Indeed, an important parallel exists between these procedures and prebiotic simulation (i.e., chemical evolution) experiments. As Thaxton et al. have pointed out, the degree of investigator interference in chemical evolution experiments increases as the subject of the experiments gets closer to the molecular genetic system.10 In experiments simulating the primitive atmosphere the interference is minimal. The apparatus is filled with the starting gases, turned on, and left alone until products are analyzed.

But in experiments designed to simulate the prebiotic formation of biopolymers the investigator may use unrealistic reaction conditions (e.g., high concentrations of a few pure reagents) and/or change the conditions during the experiment to enhance the yields of desired products. This intelligent manipulation of the experimental conditions (to guide the reactions to the desired results) is most apparent in simulations of prebiotic polynucleotide synthesis. The reason why increasingly large doses of investigator influence are required is that if the chemical processes are "left to themselves" they would not produce the desired result, in fact, would go away from the living state, not toward it.

The continuity between the increasing role of investigator influence in prebiotic simulation experiments and the recent use of rational design and in vitro selection procedures to produce novel ribozymes lends support, not to the naturalistic but to the intelligent design view of biological origins. The powerful selection processes used in ribozyme engineering are of course unlikely to have occurred spontaneously (unassisted, without the input of intelligent design) on the prebiotic Earth. It will be argued that similar though much weaker selective processes must have occurred in the evolving RNA World. Over the hundreds of millions of years thought to have been available, these chemical selective processes resulted in a rich variety of ribozymes (most of which have long since disappeared from even the simplest organisms although a few survive in eukaryotes).
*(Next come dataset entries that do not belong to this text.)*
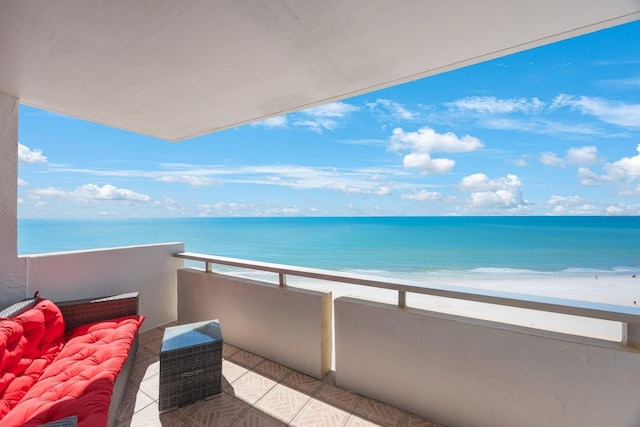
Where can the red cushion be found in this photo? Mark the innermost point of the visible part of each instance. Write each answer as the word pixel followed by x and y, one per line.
pixel 28 344
pixel 79 381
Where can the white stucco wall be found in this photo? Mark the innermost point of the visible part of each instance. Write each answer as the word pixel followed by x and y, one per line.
pixel 465 372
pixel 288 325
pixel 12 269
pixel 150 270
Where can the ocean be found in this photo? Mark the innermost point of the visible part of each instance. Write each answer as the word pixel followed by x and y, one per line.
pixel 404 247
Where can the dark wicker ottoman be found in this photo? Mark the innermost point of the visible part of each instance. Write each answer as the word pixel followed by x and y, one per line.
pixel 190 364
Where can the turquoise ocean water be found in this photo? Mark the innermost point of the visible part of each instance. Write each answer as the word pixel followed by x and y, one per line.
pixel 407 247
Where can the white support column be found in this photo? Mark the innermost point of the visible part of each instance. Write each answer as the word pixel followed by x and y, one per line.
pixel 631 334
pixel 13 271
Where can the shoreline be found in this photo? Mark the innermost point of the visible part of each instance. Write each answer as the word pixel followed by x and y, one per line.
pixel 612 289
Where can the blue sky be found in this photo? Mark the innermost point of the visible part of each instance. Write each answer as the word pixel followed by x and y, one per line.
pixel 550 131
But it is very difficult to see how the mere extension of time would render a chemical evolution process more probable when every presumed stage of the process (assuming it could spontaneously advance at all beyond its earliest stages) would have been powerfully hindered or suppressed by the natural chemical tendencies of the reacting substances and by the preponderance of destructive forces in the natural environment.

We can see that research in one context (ribozyme engineering) with its particular presuppositions and goals in mind and with results presumably providing insights into one putative process of origins has in fact provided powerful additional evidence for a very different view. This has occurred precisely because the procedures used in research on RNA catalysis reinforce the notion that intelligent design is required to produce molecular species that would not form due to the natural chemical tendencies of the reacting substances themselves, even over vast stretches of time.


  • 1. Ichiro Hirao and Andrew D. Ellington, "Re-creating the RNA World," Current Biology 5 (1995): 1017-1022; p. 1017.
  • 2. Eric H. Ekland, Jack W. Szostak, David P. Bartel, "Structurally Complex and Highly Active RNA Ligases Derived from Random RNA Sequences," Science 269 (1995): 364-370; p. 369.
  • 3. R.R. Breaker and G.F. Joyce, "Inventing and improving ribozyme function: rational design versus iterative selective methods," Trends in Biochemistry 12 (1994): 268-275.
  • 4. Ekland et al., p. 364.
  • 5. Rachel Green and Jack W. Szostak, "Selection of a Ribozyme That Functions as a Superior Template in a Self-Copying Reaction," Science 258 (1992): 1910-1915; p. 1914; see also Niles Lehman and Gerald F. Joyce, "Evolution in vitro: analysis of a lineage of ribozymes," Current Biology 3 (1993): 723-734 (oligodeoxynucleotides "were prepared on an automated DNA synthesizer" [p. 732]).
  • 6. David P. Bartel and Jack W. Szostak, "Isolation of New Ribozymes from a Large Pool of Random Sequences, " Science 261 (1993): 1411-1418; p. 1412.
  • 7. Ibid.
  • 8. Ibid.
  • 9. Steven A. Benner, "Catalysis: Design Versus Selection," Science 261 (1993): 1402-1403; p. 1403.
  • 10. Charles Thaxton, Walter Bradley, and Roger Olsen, The Mystery of Life's Origin (New York: Philosophical Library, 1984), pp. 99-112.